4. Detailed FMEA and Integration with AHP Toward a Hybrid Model FMEA-AHP

4.1. FMEA Step 1: Planning and Structure Analysis

The first step establishes boundaries and identifies relevant subsystems involved in the green transition:
  • Technology subsystem: battery systems, power electronics, vehicle software, thermal management.
  • Policy subsystem: emissions regulations, incentives, tariffs, trade policy.
  • Infrastructure subsystem: public and private charging stations, grid capability, maintenance network.
  • Consumer subsystem: purchasing power, usage patterns, range expectations, service ecosystems.
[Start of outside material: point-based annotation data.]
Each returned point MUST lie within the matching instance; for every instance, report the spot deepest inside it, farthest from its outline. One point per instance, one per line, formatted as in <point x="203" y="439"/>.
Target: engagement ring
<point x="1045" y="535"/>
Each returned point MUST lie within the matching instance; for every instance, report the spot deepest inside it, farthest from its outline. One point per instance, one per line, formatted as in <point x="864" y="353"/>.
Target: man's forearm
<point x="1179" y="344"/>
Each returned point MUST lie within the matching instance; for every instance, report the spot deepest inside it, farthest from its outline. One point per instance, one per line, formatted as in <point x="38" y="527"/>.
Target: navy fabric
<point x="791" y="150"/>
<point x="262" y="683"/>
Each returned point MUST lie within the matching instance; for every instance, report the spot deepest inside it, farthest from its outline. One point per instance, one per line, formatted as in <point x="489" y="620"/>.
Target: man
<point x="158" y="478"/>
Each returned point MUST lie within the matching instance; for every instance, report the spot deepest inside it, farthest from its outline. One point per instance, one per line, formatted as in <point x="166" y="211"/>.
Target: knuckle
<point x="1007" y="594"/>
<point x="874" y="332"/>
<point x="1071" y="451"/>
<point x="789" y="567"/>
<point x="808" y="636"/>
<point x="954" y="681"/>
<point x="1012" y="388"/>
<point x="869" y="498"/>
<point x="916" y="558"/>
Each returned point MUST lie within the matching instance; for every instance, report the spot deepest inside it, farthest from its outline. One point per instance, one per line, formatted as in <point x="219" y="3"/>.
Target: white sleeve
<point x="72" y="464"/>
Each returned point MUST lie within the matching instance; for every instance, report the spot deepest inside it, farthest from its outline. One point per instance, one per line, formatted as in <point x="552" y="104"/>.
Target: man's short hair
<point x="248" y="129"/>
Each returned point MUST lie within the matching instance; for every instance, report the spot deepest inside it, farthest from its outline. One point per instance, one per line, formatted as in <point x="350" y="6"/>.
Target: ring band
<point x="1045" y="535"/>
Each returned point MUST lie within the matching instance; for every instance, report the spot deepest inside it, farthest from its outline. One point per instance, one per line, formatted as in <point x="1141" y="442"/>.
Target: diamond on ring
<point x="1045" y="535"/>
4.2. FMEA Corrective Actions

Following the systematic identification, every failure mode is assessed using the classical S-O-D ratings:
  • Severity (S): measures the impact of the failure on safety, system functionality, customer satisfaction, or market adoption.
  • Occurrence (O): estimates the probability that the failure mode will occur within a given time or operating cycle.
  • Detection (D): represents the likelihood that the failure will be detected and mitigated before it generates a critical effect.
The Risk Priority Number (RPN) is computed as:
RPN = S × O × D
While this product offers a quantitative indication of risk, it is widely recognized that the RPN has conceptual limitations: it can yield identical values for different risk profiles, ignores interactions between parameters, and tends to oversimplify dynamic risk relationships [1,2]. Therefore, the objective of the analysis is not to rely on the RPN as an absolute risk ranking, but to use it as a structured input for prioritizing corrective and preventive measures.
Purpose and rationale of corrective actions.
The core purpose of introducing corrective actions in the FMEA framework is to transform risk assessment into risk control. The corrective action is thus designed to modify at least one of the three FMEA parameters:
  • Reducing Severity (S) through design improvements, redundancy, or advanced safety mechanisms (e.g., thermal protection systems in batteries).
  • Reducing Occurrence (O) by addressing the root cause of the failure (e.g., diversification of suppliers to reduce dependency on rare materials).
  • Reducing Detection (D) by enhancing monitoring and diagnostic capabilities (e.g., predictive maintenance using lot sensors, simulation-based validation, or digital twins).
Implementation logic.
After calculating the initial RPN (denoted as RPN1), corrective actions are proposed and a new set of ratings (S′,O′,D′) is estimated to quantify the expected improvement. The revised RPN (RPN2) is then computed as:
RPN2 = S × O × D
The difference (RPN1 − RPN2) represents the potential effectiveness of the mitigation strategy. This approach provides a quantitative validation of how much a specific corrective measure contributes to overall risk reduction.
Types of corrective actions.
In this research, corrective measures were grouped into four main categories, consistent with both the IEC 60812:2018 and the AIAG & VDA (2019) standards:
  • Supply-side mitigations: actions targeting sourcing and procurement vulnerabilities.
  • Infrastructure investments: initiatives that improve the external environment of product operation.
  • Technological strategies: improvements at the design and process level.
  • Policy interventions: regulatory or institutional measures to stabilize the transition context.
Mechanism of improvement.
The FMEA corrective-action mechanism can thus be represented as:
Identify failure→Assess(S,O,D)→Propose corrective action→Estimate(S′,O′,D′)→Validate
In this study, the calculated improvements (ΔS,ΔO,ΔD) are subsequently integrated into the Analytic Hierarchy Process (AHP) in Section 4.3, allowing the prioritization of mitigation strategies across multiple criteria (technical impact, cost, time, and feasibility).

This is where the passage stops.